Unos y otros hemos devaluado los atributos representativos de Euskadi -para algunos Euskal Herria-. También cuando reclamamos la oficialidad de las selecciones deportivas vascas y renunciamos -en el caso del fútbol- a vincular el nombre propio de nuestro país a la escuadra balompédica sustituyéndolo por un genérico adjetivo (Euskal selekzioa).

Y lo  que es peo, hemos convertido los esporádicos encuentros  internacionales  en fiestas  más cercanas a los macrobotellones a que espectáculos deportivos de élite.

A la vista del panorama, hay quien diría que la conciencia nacional vasca está en retroceso en Euskadi. Yo prefiero no ser tan pesimista. Estoy convencido de que nuestra sociedad forja su carácter según la coyuntura y las oportunidades que le pasan por delante. Con la misma flexibilidad con la que hacemos la compra semanal en un supermercado. Hoy echamos mano de un producto de una estantería y mañana de otro. Hoy optamos por una firma reconocida y mañana por una “marca blanca”.  Lo mismo ocurre con nuestra conciencia nacional. Leemos prensa monárquica española pero nos sentimos republicanos. Creemos en Euskadi como nación y aplaudimos a la “roja”.  Sentimos como nacionalistas pero votamos a “Podemos” para echar a Rajoy.  Nos oponemos a la extrema derecha y respaldamos a Pedro Sánchez como su antídoto.  Somos cada vez más dúctiles, más porosos. Menos rígidos.

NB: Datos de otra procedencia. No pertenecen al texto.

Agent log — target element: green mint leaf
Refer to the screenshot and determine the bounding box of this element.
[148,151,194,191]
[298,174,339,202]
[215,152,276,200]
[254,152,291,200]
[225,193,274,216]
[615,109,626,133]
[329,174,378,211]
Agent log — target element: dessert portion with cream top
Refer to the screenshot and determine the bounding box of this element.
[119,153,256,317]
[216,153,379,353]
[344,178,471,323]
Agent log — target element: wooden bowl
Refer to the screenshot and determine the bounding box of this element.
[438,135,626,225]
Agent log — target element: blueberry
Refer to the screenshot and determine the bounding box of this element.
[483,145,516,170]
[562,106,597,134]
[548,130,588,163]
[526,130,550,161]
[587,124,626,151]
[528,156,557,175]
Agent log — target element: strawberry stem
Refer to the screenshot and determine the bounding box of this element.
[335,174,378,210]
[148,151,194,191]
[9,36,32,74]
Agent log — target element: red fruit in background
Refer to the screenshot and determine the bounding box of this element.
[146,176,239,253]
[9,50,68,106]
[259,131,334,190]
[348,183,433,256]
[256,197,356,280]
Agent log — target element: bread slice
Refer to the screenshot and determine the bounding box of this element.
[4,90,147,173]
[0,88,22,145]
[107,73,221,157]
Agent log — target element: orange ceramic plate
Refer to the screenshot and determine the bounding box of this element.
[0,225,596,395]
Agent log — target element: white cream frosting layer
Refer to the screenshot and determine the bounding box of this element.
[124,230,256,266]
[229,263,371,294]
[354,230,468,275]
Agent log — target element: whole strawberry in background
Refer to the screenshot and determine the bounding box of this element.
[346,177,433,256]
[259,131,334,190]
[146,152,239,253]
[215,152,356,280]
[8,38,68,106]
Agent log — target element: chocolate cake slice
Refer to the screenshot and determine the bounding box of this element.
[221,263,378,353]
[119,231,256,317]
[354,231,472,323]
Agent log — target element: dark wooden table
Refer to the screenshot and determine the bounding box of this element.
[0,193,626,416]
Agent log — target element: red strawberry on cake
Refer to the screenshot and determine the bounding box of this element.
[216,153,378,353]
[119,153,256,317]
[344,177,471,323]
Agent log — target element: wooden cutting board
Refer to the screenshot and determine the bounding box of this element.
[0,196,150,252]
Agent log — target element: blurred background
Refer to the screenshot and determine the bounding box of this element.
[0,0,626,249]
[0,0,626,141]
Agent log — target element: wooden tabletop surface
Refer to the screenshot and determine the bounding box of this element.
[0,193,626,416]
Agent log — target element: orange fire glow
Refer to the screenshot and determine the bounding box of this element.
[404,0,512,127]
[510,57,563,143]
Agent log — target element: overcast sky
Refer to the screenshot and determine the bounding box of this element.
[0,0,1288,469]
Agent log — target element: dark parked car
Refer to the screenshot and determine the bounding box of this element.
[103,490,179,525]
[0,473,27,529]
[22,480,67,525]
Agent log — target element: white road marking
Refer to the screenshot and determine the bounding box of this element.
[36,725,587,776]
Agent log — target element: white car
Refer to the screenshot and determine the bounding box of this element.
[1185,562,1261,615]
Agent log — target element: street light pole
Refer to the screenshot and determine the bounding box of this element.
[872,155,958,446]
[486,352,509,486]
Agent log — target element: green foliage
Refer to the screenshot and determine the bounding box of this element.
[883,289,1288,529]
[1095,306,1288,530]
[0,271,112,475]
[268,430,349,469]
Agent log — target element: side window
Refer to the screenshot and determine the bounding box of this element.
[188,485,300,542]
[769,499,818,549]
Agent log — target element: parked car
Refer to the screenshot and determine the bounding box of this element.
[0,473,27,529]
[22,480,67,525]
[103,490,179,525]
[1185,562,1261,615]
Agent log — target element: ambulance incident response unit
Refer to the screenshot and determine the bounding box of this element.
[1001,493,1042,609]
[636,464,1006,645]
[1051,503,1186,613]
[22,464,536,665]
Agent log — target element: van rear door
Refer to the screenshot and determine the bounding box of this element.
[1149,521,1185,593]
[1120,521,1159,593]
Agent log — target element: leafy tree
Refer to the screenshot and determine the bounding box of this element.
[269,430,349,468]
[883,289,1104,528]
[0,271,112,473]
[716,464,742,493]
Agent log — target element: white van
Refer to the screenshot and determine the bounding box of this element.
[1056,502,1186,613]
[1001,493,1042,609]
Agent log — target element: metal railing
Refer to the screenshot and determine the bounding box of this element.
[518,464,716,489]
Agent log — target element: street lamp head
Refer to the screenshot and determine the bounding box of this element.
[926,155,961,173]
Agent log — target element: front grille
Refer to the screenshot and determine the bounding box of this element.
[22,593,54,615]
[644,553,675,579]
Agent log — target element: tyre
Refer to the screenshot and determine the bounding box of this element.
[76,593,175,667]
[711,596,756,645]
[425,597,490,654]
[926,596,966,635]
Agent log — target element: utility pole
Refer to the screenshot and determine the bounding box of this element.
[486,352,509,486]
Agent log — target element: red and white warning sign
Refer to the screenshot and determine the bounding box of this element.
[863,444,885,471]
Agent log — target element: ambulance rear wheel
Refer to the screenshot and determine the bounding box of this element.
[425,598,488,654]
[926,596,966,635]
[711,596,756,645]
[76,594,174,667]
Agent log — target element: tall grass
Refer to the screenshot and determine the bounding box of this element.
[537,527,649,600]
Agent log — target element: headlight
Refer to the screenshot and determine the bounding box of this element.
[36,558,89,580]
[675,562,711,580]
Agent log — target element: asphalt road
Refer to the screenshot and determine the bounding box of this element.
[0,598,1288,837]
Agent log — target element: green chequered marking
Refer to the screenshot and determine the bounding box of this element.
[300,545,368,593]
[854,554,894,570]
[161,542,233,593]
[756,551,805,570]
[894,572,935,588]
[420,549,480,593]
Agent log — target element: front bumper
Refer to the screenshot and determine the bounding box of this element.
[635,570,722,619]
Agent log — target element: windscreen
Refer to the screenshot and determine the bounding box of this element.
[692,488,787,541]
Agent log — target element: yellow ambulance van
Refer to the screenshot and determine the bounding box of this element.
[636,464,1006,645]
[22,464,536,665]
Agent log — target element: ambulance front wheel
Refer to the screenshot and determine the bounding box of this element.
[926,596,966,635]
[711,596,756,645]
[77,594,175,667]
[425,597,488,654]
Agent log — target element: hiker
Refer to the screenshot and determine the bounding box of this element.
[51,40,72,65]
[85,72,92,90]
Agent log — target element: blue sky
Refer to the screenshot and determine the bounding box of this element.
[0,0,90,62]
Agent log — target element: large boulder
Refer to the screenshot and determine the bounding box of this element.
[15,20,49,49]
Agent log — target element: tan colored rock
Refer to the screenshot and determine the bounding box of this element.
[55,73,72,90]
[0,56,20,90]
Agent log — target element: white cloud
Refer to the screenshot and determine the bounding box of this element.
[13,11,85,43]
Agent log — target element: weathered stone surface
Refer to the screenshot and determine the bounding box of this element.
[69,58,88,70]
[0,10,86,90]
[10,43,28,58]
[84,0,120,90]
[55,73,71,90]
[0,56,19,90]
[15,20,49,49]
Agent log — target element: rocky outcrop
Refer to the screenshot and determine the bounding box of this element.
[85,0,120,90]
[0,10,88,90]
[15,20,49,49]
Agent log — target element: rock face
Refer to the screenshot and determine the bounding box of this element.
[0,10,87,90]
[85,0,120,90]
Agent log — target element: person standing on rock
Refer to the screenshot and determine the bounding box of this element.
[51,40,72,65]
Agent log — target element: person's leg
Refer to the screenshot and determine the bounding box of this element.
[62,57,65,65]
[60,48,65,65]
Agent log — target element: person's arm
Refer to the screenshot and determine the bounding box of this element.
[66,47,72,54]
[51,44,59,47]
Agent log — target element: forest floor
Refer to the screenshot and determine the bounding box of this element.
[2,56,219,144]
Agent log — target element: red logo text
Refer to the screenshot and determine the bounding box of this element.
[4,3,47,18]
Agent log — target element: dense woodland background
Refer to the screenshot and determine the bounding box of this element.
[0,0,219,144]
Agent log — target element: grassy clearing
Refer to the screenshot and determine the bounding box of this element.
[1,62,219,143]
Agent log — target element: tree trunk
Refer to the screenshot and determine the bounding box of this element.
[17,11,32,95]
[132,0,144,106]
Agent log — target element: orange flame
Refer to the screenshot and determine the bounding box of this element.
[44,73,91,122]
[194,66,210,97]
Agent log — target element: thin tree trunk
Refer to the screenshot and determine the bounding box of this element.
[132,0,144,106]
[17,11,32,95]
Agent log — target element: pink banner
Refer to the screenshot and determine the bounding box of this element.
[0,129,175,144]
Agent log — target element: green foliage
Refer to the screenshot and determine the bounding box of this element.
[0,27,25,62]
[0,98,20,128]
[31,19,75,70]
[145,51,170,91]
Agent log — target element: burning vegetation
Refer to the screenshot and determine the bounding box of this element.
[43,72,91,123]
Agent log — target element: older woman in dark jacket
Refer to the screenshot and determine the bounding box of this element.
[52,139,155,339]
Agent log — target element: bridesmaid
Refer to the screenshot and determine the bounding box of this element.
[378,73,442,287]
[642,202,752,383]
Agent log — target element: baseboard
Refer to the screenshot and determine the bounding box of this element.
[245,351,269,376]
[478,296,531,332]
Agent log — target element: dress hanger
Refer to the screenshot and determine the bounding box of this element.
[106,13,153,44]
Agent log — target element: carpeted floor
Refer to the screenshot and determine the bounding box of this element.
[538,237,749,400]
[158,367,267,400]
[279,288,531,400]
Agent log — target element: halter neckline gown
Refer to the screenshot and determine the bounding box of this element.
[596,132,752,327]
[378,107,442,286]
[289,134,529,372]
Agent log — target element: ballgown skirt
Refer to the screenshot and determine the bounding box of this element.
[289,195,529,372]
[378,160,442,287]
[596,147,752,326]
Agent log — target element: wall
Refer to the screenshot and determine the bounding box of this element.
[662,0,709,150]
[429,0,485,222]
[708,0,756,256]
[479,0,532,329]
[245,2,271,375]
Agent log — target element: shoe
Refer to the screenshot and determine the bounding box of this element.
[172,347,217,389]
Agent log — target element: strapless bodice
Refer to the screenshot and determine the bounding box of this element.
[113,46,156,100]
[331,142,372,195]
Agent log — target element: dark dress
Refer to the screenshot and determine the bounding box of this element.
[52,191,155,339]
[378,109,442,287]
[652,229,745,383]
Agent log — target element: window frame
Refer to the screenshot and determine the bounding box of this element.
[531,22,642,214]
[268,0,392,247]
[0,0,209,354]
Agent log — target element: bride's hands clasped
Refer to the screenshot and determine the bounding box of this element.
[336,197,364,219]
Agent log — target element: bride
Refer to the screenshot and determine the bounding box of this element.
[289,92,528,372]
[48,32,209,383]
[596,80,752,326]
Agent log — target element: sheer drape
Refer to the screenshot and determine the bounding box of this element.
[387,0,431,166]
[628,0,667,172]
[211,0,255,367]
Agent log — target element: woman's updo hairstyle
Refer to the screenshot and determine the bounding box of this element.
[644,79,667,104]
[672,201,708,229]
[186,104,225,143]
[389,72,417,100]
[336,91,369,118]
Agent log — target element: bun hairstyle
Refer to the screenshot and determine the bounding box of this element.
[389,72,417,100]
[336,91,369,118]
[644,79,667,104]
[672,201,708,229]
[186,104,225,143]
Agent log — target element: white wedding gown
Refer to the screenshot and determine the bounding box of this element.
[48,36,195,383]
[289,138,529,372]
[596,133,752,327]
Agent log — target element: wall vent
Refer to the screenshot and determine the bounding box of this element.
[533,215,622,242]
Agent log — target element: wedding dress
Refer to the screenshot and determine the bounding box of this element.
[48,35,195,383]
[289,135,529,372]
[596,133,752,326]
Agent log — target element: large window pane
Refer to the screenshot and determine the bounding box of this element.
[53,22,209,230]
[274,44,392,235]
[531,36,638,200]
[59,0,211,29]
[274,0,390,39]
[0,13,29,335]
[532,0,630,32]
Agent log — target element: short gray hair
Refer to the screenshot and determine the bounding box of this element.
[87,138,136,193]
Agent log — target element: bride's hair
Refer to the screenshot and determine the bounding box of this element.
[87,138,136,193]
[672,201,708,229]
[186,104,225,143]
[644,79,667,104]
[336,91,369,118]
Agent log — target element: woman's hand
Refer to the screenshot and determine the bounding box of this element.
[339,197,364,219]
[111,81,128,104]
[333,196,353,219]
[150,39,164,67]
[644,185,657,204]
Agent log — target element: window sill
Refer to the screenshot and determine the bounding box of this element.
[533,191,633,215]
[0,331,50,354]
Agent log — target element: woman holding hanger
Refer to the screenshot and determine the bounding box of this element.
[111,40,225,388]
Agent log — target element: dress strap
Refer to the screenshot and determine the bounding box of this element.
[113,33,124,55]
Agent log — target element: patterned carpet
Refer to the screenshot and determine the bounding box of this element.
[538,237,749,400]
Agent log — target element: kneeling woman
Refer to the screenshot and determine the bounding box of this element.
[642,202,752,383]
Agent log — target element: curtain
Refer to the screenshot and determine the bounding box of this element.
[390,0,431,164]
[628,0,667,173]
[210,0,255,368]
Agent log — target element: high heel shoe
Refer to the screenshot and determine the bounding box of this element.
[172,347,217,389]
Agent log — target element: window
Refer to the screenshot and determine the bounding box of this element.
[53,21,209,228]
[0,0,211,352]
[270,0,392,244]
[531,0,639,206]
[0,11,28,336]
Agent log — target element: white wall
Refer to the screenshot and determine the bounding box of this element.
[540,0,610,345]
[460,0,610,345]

Yo, como nacionalista vasco, he interpretado desde siempre que se puede defender lo que uno es sin demonizar lo que no es. Soy vasco. Simplemente, así me siento. Como tal, tengo derecho a que se me reconozca esa condición. Respeto a quien se identifica diferente. Unos y otros podemos y debemos ejercer libremente nuestra nacionalidad. Sin imposiciones. Sin subordinaciones. Igualdad de derechos, de oportunidades. Y si alguien siente ser “el otro Morata” o “beste Morata” en versión euskaldun, que lo disfrute. Es su opción.

1 comentario:

  1. No se si todo esto es para justificar que un ayuntamiento con pleno, supuestamente, abertzale coloque pantalla gigante supongo que para ir de guai.
    Alla donde en nacionalismo español PP-psoe es mayoria la ponen te guste o no, y me parece bien. Alla donde no, se les regala el argumento y el simbolo. Si se renuncia, incluso a lo simbolico, que queda?. Y el cuento este de la familia supereuskaldun con la camiseta de España pues vale, pues bien. Yo una vez una vi una familia francesa con la camiseta de Alemania y seguro que el gobierno frances corrio a poner pantalla gigante en la explanada de la plaza de la concordia para ver los partidos de Alemania.
    Vuestras sesudas reflexiones siempre acaban igual; de renuncia en renuncia hasta la victoria final.Siento decirlo, pero no sabeis mantener la posicion, ni en la gestion ni en lo simbolico, y asi os va, y nos va.